The following code demonstrates how to set up the custom family for
FOSSEP distributions, fit the model, and summarize the results. The
brms_custom_family
function is used to define the custom
family, and then the brm
function is used to fit the model.
The summary of the fitted model is displayed at the end.
# Define custom family for brms
fossep_custom <- brms_custom_family("fossep")
# Fit model with brms
fit_brms_demo <- brm(
y ~ 1,
data = df,
family = fossep_custom$custom_family,
stanvars = fossep_custom$stanvars_family,
chains = 2,
cores = 2,
iter = 4000,
warmup = 1000,
seed = 123,
refresh = 0
)
summary(fit_brms_demo)
The stanf_fossep
function generates the Stan code for
the FOSSEP distribution. The following code demonstrates how to prepare
the data, define the Stan model, and fit it using the stan
function. The Stan model includes the custom family function and the
data specification.
# Prepare data for Stan
stan_data <- list(
n = length(y),
y = y
)
# Simple Stan model (abbreviated for vignette)
stan_code <- paste0(
"functions { ", stanf_fossep(vectorize = TRUE), " }",
"data { int<lower=1> n; vector[n] y; }",
"parameters { real mu; real<lower=0> sigma; real<lower=0> alpha; real<lower=0> beta; }",
"model { y ~ fossep(rep_vector(mu, n), sigma, alpha, beta); }"
)
# Fit Stan model
fit_stan_demo <- stan(
model_code = stan_code,
data = stan_data,
chains = 2,
cores = 1,
iter = 1000,
warmup = 500,
refresh = 0
)
summary(fit_stan_demo, pars = c("mu", "sigma", "alpha", "beta"))

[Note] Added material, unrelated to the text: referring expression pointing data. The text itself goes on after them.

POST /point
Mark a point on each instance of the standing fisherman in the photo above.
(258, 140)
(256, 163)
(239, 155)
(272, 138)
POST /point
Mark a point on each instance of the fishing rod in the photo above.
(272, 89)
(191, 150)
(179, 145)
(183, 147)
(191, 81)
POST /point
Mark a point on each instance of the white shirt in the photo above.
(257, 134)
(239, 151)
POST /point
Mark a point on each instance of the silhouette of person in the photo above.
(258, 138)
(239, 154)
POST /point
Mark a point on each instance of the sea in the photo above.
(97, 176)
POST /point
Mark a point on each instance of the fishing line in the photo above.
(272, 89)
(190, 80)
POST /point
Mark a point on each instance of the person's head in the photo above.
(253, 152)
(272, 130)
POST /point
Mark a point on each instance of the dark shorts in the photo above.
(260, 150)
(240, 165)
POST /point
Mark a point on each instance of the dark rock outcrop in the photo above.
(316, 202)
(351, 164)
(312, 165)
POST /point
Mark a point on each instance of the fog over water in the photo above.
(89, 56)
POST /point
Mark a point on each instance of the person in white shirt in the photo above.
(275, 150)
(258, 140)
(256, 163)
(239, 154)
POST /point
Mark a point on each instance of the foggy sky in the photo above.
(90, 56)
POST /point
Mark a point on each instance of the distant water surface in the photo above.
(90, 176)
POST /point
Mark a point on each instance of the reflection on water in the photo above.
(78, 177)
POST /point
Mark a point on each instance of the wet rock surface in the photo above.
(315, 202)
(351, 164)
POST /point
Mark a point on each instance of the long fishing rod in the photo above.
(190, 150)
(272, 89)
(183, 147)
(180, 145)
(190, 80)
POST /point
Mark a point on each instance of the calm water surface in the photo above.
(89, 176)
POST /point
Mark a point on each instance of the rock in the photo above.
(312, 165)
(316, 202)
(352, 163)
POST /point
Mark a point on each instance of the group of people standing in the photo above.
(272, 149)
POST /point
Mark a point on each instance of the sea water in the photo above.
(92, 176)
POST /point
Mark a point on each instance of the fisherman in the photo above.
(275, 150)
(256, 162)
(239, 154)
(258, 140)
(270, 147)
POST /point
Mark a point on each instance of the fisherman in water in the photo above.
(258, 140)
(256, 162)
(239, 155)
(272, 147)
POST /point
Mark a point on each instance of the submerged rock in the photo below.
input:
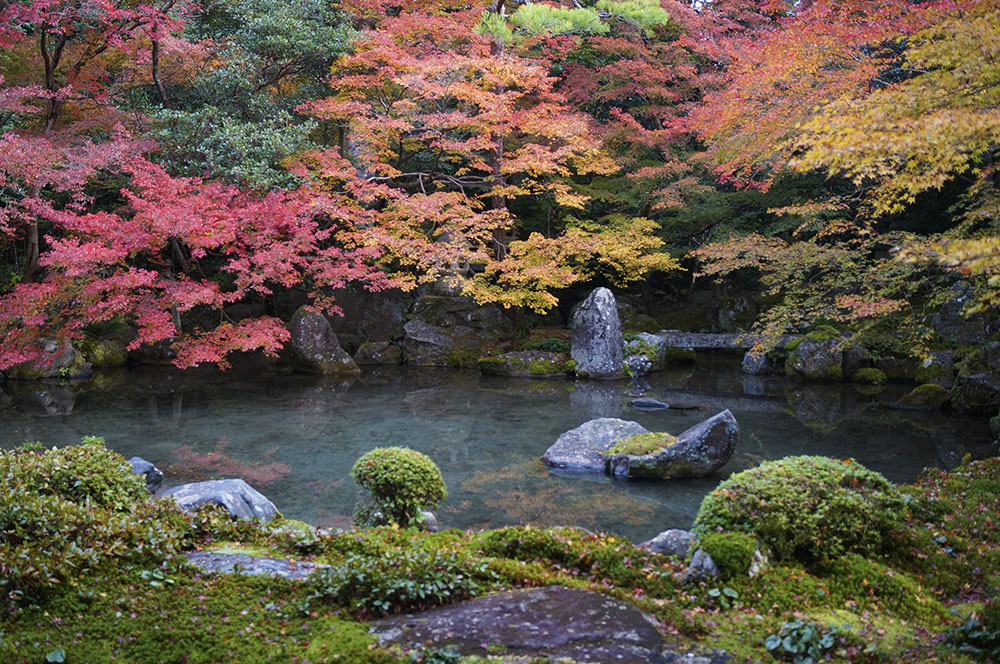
(554, 622)
(597, 343)
(152, 474)
(699, 451)
(240, 499)
(583, 448)
(313, 346)
(673, 542)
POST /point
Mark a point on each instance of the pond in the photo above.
(295, 437)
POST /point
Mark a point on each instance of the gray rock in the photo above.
(673, 542)
(582, 448)
(938, 368)
(378, 352)
(556, 622)
(313, 347)
(596, 344)
(247, 565)
(152, 474)
(898, 368)
(756, 364)
(370, 317)
(451, 331)
(427, 520)
(699, 451)
(702, 568)
(637, 365)
(929, 397)
(649, 404)
(240, 499)
(525, 364)
(816, 360)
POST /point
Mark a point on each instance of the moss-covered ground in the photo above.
(914, 603)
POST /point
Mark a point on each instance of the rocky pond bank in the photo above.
(801, 559)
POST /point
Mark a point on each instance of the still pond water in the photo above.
(295, 437)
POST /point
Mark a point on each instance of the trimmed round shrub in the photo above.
(399, 483)
(806, 508)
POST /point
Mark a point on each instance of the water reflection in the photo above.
(296, 437)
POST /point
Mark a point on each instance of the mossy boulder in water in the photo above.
(696, 452)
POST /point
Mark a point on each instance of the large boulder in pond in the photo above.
(699, 451)
(582, 449)
(597, 342)
(313, 347)
(240, 499)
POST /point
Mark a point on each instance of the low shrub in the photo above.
(806, 508)
(399, 581)
(801, 642)
(68, 511)
(399, 482)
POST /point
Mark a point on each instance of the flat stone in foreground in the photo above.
(553, 622)
(247, 565)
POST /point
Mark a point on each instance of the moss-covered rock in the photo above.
(806, 508)
(643, 443)
(868, 376)
(925, 397)
(732, 552)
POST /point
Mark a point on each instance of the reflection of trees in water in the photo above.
(524, 494)
(192, 465)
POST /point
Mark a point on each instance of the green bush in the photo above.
(68, 511)
(731, 552)
(399, 482)
(806, 508)
(79, 473)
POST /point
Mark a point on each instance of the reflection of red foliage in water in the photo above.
(218, 462)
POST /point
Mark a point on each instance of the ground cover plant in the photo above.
(924, 595)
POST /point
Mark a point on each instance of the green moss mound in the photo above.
(400, 482)
(643, 443)
(806, 508)
(731, 552)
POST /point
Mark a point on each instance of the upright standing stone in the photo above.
(597, 342)
(314, 347)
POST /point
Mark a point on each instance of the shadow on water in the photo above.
(295, 437)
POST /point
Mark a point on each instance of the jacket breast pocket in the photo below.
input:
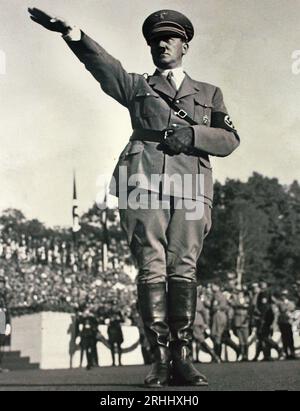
(202, 113)
(147, 104)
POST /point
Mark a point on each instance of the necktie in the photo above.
(170, 78)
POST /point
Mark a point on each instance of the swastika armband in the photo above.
(222, 120)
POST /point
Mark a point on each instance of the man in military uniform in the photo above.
(285, 322)
(240, 301)
(5, 327)
(86, 337)
(177, 123)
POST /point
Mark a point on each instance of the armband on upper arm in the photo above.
(222, 120)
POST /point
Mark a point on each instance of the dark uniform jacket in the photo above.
(148, 111)
(241, 318)
(4, 312)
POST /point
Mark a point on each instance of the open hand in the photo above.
(49, 22)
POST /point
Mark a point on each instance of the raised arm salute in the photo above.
(177, 124)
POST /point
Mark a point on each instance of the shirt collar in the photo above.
(178, 75)
(178, 71)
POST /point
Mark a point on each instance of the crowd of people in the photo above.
(51, 274)
(238, 317)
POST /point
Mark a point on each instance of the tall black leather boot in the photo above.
(152, 300)
(182, 299)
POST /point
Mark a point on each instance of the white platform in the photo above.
(47, 338)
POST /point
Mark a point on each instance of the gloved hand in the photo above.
(8, 330)
(49, 22)
(180, 140)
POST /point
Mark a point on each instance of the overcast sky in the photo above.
(54, 117)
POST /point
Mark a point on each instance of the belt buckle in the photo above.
(181, 113)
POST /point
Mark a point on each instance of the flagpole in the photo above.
(105, 236)
(75, 216)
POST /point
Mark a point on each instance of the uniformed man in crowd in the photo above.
(201, 329)
(115, 338)
(222, 316)
(265, 326)
(5, 326)
(240, 302)
(285, 322)
(177, 123)
(86, 337)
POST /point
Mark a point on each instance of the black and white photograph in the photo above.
(150, 198)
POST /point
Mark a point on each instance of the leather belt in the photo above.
(154, 136)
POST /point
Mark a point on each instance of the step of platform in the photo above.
(13, 361)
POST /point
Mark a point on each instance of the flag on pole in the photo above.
(76, 226)
(105, 235)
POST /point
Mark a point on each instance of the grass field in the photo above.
(263, 376)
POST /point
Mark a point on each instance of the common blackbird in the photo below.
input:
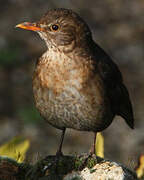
(75, 83)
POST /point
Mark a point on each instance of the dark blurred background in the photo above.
(118, 27)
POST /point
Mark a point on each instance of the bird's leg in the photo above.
(59, 151)
(93, 149)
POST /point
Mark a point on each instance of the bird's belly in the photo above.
(71, 109)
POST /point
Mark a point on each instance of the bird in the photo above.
(76, 84)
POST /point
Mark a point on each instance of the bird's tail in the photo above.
(124, 107)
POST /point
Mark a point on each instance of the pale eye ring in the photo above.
(54, 27)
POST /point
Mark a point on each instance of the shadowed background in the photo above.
(118, 27)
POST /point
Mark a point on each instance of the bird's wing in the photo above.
(115, 89)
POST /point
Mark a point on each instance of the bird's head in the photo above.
(60, 28)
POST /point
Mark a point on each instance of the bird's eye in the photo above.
(54, 27)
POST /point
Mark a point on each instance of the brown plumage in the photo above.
(76, 84)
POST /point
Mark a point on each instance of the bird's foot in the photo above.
(86, 159)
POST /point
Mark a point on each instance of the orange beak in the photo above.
(29, 26)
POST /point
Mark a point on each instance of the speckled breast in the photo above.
(64, 100)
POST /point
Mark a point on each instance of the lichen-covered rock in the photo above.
(80, 167)
(105, 170)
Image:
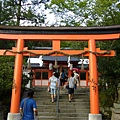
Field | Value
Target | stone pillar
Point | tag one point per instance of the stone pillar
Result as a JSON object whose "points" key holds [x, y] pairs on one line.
{"points": [[116, 107]]}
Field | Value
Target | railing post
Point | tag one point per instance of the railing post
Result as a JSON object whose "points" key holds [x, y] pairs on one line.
{"points": [[16, 87], [94, 98]]}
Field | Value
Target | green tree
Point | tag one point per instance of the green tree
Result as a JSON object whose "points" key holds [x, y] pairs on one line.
{"points": [[23, 12]]}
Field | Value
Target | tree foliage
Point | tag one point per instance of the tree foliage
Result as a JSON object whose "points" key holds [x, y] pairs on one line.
{"points": [[23, 12]]}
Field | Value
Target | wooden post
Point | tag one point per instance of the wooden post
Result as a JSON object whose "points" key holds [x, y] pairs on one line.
{"points": [[16, 87], [94, 100]]}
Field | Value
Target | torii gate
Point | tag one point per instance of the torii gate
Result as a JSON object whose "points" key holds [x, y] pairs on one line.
{"points": [[56, 35]]}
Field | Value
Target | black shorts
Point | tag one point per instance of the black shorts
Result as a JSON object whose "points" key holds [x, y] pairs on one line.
{"points": [[70, 90]]}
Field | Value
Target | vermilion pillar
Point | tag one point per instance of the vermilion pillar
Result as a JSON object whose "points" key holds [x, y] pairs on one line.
{"points": [[94, 100], [16, 87]]}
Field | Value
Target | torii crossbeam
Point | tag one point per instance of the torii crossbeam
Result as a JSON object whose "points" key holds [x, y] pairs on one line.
{"points": [[56, 35]]}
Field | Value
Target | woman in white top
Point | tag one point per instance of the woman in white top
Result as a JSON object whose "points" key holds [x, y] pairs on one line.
{"points": [[71, 82]]}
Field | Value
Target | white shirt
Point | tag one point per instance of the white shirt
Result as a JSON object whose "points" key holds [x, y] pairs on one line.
{"points": [[53, 80]]}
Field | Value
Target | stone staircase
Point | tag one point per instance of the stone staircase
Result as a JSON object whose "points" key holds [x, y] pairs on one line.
{"points": [[77, 109]]}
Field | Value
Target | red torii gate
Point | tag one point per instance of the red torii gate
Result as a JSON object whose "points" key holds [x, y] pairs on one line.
{"points": [[19, 51]]}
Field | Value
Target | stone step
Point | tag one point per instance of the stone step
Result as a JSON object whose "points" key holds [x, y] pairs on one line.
{"points": [[63, 106], [66, 110], [78, 109], [62, 118], [63, 103], [62, 100], [79, 90], [63, 114]]}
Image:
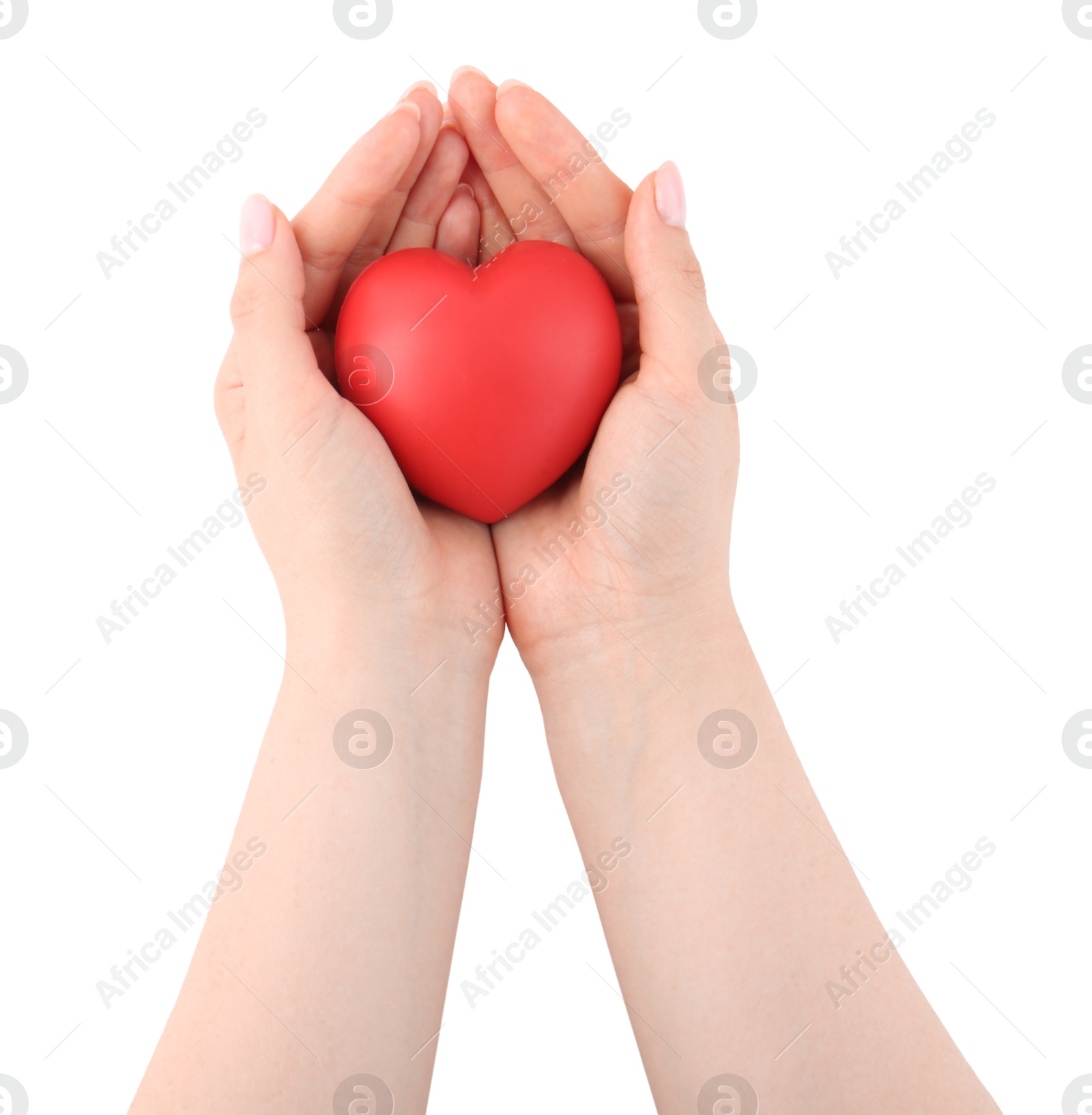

For routine analysis: - Use bnrm()
for
seamless integration with neo-normal distributions - Start with
iter = 2000, warmup = 1000
for initial exploration -
Increase to iter = 4000, warmup = 2000
for final
results
For custom implementations: - Use
brms_custom_family()
for maximum flexibility with brms -
Direct Stan code offers most control but requires more setup
Performance tips: - Use
cores = parallel::detectCores()
for parallel processing -
Set refresh = 0
to suppress output in production - Consider
adapt_delta = 0.95
if you encounter divergent
transitions
For production use, we recommend starting with the bnrm
interface for its simplicity, then moving to brms
or direct
Stan code for more complex modeling needs.